Congenital sodium diarrhea (CSD) refers to an intractable diarrhea of intrauterine onset with high fecal sodium loss. CSD is clinically and genetically heterogeneous. Syndromic CSD is caused by SPINT2 mutations. While we recently described four cases of the non-syndromic form of CSD that were caused by dominant activating mutations in intestinal receptor guanylate cyclase C (GC-C), the genetic cause for the majority of CSD is still unknown. Therefore, we aimed to determine the genetic cause for non-GC-C non-syndromic CSD in 18 patients from 16 unrelated families applying whole-exome sequencing and/or chromosomal microarray analyses and/or direct Sanger sequencing. SLC9A3 missense, splicing and truncation mutations, including an instance of uniparental disomy, and whole-gene deletion were identified in nine patients from eight families with CSD. Two of these nine patients developed inflammatory bowel disease (IBD) at 4 and 16 years of age. SLC9A3 encodes Na(+)/H(+) antiporter 3 (NHE3), which is the major intestinal brush-border Na(+)/H(+) exchanger.
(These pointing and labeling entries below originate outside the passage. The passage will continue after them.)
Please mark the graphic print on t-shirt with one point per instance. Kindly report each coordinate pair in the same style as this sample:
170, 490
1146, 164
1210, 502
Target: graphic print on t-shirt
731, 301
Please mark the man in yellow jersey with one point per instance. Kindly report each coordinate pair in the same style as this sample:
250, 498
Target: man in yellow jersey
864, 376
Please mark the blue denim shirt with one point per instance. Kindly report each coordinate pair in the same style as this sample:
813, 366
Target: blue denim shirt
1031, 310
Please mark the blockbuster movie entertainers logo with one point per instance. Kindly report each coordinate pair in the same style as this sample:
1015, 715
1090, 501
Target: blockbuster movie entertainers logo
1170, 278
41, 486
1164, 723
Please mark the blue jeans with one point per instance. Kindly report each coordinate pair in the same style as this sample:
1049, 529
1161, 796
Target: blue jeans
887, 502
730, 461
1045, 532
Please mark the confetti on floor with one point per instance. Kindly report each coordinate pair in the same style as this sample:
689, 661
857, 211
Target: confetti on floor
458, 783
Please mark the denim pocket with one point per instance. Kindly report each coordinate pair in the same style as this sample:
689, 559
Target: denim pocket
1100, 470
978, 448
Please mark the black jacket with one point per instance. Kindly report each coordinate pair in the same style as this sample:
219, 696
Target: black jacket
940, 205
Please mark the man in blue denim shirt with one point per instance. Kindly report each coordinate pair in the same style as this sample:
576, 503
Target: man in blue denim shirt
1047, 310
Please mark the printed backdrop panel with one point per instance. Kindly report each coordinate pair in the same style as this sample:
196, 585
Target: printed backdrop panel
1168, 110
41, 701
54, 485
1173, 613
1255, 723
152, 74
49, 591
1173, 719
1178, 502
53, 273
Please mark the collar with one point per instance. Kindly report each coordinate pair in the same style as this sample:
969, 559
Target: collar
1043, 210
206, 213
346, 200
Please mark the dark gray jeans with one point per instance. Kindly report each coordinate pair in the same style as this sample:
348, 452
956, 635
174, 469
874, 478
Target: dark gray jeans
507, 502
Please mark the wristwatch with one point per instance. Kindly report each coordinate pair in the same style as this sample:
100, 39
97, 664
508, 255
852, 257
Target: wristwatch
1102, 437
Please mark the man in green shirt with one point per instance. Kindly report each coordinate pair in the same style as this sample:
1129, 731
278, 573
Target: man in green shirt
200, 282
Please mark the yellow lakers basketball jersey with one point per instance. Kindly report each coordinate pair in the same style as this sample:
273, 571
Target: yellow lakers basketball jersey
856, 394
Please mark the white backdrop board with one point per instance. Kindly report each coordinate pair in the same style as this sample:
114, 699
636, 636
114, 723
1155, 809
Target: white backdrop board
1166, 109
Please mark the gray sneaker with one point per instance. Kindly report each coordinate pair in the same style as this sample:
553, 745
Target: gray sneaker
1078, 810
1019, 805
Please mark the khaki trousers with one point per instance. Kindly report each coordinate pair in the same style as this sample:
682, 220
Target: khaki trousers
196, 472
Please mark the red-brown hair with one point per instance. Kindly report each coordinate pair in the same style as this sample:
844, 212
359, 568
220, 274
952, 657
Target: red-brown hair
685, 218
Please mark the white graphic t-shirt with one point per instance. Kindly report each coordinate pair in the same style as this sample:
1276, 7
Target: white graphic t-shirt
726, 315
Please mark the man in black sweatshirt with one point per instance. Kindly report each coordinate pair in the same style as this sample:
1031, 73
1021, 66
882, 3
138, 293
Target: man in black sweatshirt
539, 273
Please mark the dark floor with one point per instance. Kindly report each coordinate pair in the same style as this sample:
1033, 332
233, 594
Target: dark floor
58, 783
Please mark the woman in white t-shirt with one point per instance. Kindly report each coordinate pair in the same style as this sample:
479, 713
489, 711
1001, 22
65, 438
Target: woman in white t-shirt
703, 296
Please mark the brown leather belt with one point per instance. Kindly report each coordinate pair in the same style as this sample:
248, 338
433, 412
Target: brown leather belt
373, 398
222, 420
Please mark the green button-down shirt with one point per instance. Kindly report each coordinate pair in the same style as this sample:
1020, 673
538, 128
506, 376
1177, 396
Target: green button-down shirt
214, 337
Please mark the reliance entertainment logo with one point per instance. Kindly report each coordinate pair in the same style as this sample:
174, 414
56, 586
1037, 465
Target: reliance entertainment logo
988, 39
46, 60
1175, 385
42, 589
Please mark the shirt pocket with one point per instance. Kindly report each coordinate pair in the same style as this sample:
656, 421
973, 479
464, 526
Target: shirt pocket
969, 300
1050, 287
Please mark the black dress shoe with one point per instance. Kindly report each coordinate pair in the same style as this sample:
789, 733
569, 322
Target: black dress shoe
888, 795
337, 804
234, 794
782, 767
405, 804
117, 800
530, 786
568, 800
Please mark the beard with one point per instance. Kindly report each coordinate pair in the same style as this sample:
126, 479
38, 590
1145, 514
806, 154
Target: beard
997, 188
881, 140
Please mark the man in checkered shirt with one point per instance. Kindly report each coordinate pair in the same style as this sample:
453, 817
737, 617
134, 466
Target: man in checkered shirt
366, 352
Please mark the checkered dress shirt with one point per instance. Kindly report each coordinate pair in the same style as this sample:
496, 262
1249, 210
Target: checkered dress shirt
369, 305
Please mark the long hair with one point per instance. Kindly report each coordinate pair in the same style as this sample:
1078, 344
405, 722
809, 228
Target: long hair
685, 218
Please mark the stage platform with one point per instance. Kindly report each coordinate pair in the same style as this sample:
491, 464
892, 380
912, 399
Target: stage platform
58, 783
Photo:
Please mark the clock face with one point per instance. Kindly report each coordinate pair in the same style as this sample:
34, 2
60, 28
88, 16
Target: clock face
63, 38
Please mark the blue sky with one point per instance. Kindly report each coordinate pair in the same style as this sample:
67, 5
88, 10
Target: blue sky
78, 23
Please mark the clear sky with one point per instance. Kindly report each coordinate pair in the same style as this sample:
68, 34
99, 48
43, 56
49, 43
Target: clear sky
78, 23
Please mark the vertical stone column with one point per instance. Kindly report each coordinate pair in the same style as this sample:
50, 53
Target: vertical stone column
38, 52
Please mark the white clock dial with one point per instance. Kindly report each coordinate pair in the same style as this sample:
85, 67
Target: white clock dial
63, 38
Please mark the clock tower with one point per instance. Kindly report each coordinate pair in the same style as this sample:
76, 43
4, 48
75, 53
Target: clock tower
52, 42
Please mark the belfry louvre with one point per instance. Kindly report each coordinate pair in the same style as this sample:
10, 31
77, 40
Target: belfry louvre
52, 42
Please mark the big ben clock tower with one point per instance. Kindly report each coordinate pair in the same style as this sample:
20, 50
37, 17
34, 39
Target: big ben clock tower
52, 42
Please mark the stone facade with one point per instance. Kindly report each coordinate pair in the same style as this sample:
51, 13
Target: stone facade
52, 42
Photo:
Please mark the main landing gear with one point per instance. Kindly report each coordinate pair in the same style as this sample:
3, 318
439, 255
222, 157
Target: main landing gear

All mutations were in the NHE3 N-terminal transport domain, and all missense mutations were in the putative membrane-spanning domains. Identified SLC9A3 missense mutations were functionally characterized in plasma membrane NHE null fibroblasts. SLC9A3 missense mutations compromised NHE3 activity by reducing basal surface expression and/or loss of basal transport function of NHE3 molecules, whereas acute regulation was normal. This study identifies recessive mutations in NHE3, a downstream target of GC-C, as a cause of CSD and implies primary basal NHE3 malfunction as a predisposition for IBD in a subset of patients.